Tak jak pisał Damian, pojaw się na warsztatach w Biowinie z butelką swojego trunku. Ocenimy je (aromatyczność, ewentualne utlenienie itd.). Przechowywanie wina przez pewien okres w niskiej temperaturze powoduje wytracenie kamienia winnego. Pozwoli to również zmniejszyć ilość kwasów w winie (zmniejszyć ilość kwasu winnego) i często oprócz stabilizacji jest to zabieg zmniejszający kwasowość wina. Wystaw swoje 140 l na obecne mrozy i będziesz mieć oprócz wytrącenia się kamienia winnego dodatkowo poprawę klarowności. Po zlani do butelek, wino w piwnicy nie powinno już wytrącać kamienia winnego.

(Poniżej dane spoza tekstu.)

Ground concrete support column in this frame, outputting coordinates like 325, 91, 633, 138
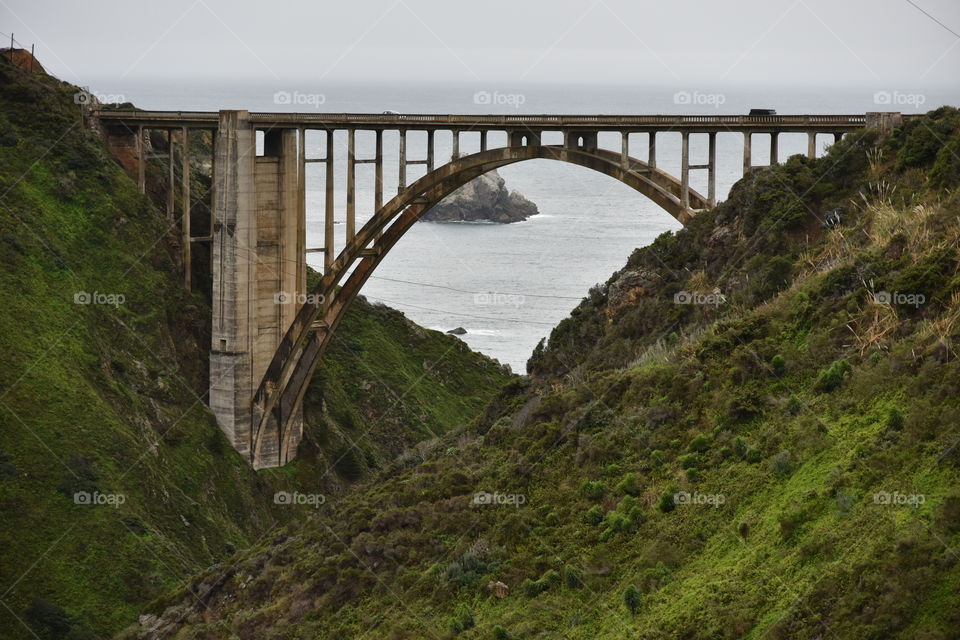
180, 127, 190, 290
210, 111, 306, 468
346, 129, 357, 245
323, 134, 336, 275
167, 129, 177, 224
137, 127, 147, 193
373, 129, 383, 212
743, 131, 753, 175
427, 129, 433, 173
397, 129, 407, 193
210, 111, 257, 458
707, 131, 717, 207
680, 131, 690, 208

Filtrowanie przez filtry od kawy, wprowadza posmaczek papieru a do tego wino utlenia się (długi i poważny kontakt z powietrzem).Nawet te profesjonalne filtry (jakie np. można wypożyczyć w Biowinie) wprowadzają lekki, chociaż trudno wyczuwalny posmaczek "papieru". W zależności od gęstości filtra, odfiltrowujemy coraz więcej. Są to nie tylko zbędne zmętnienia, drożdże czy nawet bakterie ale również część aromatów. Przy produkcji wina w profesjonalnych winiarniach, proces jest chociaż również traci się część aromatów. Coś za coś. Moim zdaniem w winiarstwie amatorskim, filtrowanie to proces jaki przeprowadza się w ostateczności. My mamy czas, i możemy mętne wino wystawić np. na mróz co przyspieszy nam zabieg klarowania. Jak inne środki czy zabiegi nie pomagają to wówczas zawsze można przefiltrować wino przez maszynę z Biowinu.

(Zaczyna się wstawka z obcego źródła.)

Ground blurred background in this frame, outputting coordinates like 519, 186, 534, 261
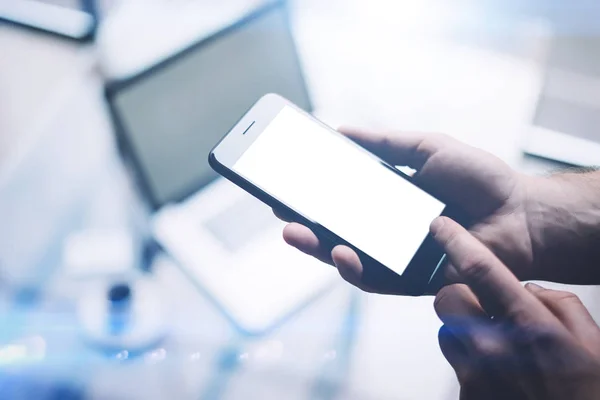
0, 0, 600, 399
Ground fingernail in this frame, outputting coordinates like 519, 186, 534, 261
525, 283, 546, 293
429, 217, 446, 236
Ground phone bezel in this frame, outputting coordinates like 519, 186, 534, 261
209, 94, 450, 296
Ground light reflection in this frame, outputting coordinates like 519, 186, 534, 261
144, 348, 167, 364
0, 336, 46, 366
323, 350, 337, 361
115, 350, 129, 361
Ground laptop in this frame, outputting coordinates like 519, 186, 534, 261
106, 2, 337, 334
523, 35, 600, 167
0, 0, 103, 40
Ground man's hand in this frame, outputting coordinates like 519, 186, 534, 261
276, 130, 600, 294
278, 130, 533, 294
431, 217, 600, 400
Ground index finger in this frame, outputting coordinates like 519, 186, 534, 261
431, 217, 555, 323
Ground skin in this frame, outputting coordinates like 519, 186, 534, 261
431, 217, 600, 400
280, 130, 600, 400
276, 129, 600, 294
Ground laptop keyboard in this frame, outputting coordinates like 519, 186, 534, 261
202, 196, 281, 252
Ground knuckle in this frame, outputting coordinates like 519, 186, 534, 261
544, 290, 582, 305
473, 338, 507, 365
460, 254, 490, 285
433, 284, 461, 315
511, 321, 561, 351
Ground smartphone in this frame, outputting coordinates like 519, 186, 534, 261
209, 94, 449, 296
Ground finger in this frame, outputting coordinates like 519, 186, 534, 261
339, 128, 456, 169
431, 217, 556, 323
438, 325, 473, 385
434, 284, 510, 360
283, 223, 333, 265
525, 283, 600, 345
273, 208, 294, 222
331, 245, 405, 295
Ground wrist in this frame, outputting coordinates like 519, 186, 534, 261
523, 172, 600, 284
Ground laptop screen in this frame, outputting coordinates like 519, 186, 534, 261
109, 3, 310, 207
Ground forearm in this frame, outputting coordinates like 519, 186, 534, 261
527, 171, 600, 284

Moim zdaniem do Twojego wina, mało aromatycznego, najlepiej dodać innego wina aby je ożywić. Ja zamiast dodawać esencji, macerowałbym trochę dobrej jakości rodzynek. Trzeba jednak pamiętać że podczas tego procesu wyługuje się również cukier, i poziom cukru podniesie się. Może to doprowadzić do wtórnej fermentacji. Miałem taki przypadek.